Seront en particulier concernés par les dispositions de l’article 972 du CGI les contrats d’assurance-vie (bons ou contrats de capitalisation) comprenant des biens immobiliers ou droits immobiliers non affectés à une activité professionnelle, mais aussi les titres de sociétés foncières cotées (SIIC ou non SIIC) et non cotées (qu’il s’agisse de titres «pierre-papier», comme les parts ou actions de SCPI ou d’OPCI, ou de sociétés foncières non régulées).

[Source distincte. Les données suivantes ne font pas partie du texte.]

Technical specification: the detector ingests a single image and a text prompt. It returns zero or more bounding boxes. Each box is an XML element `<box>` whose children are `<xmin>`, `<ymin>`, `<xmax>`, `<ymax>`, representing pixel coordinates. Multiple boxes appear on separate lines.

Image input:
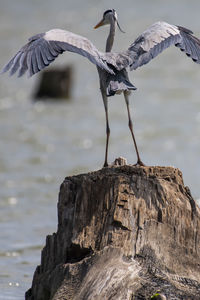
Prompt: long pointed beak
<box><xmin>94</xmin><ymin>19</ymin><xmax>104</xmax><ymax>29</ymax></box>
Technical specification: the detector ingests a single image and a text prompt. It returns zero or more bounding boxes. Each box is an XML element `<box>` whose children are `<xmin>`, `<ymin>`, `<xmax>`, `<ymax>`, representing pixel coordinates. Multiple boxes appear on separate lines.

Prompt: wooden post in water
<box><xmin>26</xmin><ymin>158</ymin><xmax>200</xmax><ymax>300</ymax></box>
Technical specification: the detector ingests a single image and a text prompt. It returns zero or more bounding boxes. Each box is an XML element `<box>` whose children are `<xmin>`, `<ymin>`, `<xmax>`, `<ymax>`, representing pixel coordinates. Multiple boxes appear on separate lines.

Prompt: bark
<box><xmin>26</xmin><ymin>161</ymin><xmax>200</xmax><ymax>300</ymax></box>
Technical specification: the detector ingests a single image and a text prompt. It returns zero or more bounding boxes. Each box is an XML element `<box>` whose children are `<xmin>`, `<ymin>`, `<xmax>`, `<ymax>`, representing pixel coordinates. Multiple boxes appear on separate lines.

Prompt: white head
<box><xmin>94</xmin><ymin>9</ymin><xmax>124</xmax><ymax>32</ymax></box>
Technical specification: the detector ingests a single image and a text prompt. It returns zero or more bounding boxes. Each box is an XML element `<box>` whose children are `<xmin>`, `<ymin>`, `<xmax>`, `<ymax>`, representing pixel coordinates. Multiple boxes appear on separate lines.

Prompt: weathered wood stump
<box><xmin>26</xmin><ymin>161</ymin><xmax>200</xmax><ymax>300</ymax></box>
<box><xmin>33</xmin><ymin>66</ymin><xmax>73</xmax><ymax>99</ymax></box>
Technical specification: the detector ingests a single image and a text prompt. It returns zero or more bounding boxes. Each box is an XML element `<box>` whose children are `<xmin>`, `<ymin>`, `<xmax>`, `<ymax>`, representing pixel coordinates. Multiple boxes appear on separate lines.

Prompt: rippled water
<box><xmin>0</xmin><ymin>0</ymin><xmax>200</xmax><ymax>300</ymax></box>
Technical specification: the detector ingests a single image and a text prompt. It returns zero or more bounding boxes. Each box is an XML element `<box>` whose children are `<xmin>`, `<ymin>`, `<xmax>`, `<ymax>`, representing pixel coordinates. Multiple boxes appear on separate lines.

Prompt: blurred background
<box><xmin>0</xmin><ymin>0</ymin><xmax>200</xmax><ymax>300</ymax></box>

Les personnes physiques non résidentes de France doivent également inclure dans leur patrimoine taxable à l’IFI les contrats d’assurance-vie (et les bons et contrats de capitalisation) rachetables en UC dont elles sont titulaires. Ces personnes ne seront cependant assujetties à l’IFI qu’à hauteur de la fraction de la valeur de rachat de ces contrats représentative des seuls biens taxables situés en France. Cette solution devrait, en principe, selon nous, s’appliquer également aux personnes physiques qui sont résidentes d’un pays ayant signé une convention fiscale avec la France couvrant l’impôt sur la fortune. En effet, ces conventions donnent à la France, dans la plupart des cas, le droit d’assujettir à l’IFI les biens immobiliers tels que définis par «le droit de l’Etat contractant où les biens considérés sont situés». L’article 965 du CGI dispose que l’IFI s’applique non seulement aux biens immobiliers mais également aux droits immobiliers. L’utilisation d’un terme aussi générique (et non pas celui de «droits réels immobiliers») permet de couvrir les droits que détient une personne physique dans un contrat d’assurance-vie. Les personnes physiques non résidentes de France sont donc, à cet égard, les perdants de la réforme. Rappelons que, sous l’empire de l’ISF, les contrats d’assurance-vie que détenaient les personnes physiques non résidentes étaient, dans tous les cas, exonérés d’ISF au titre des placements financiers.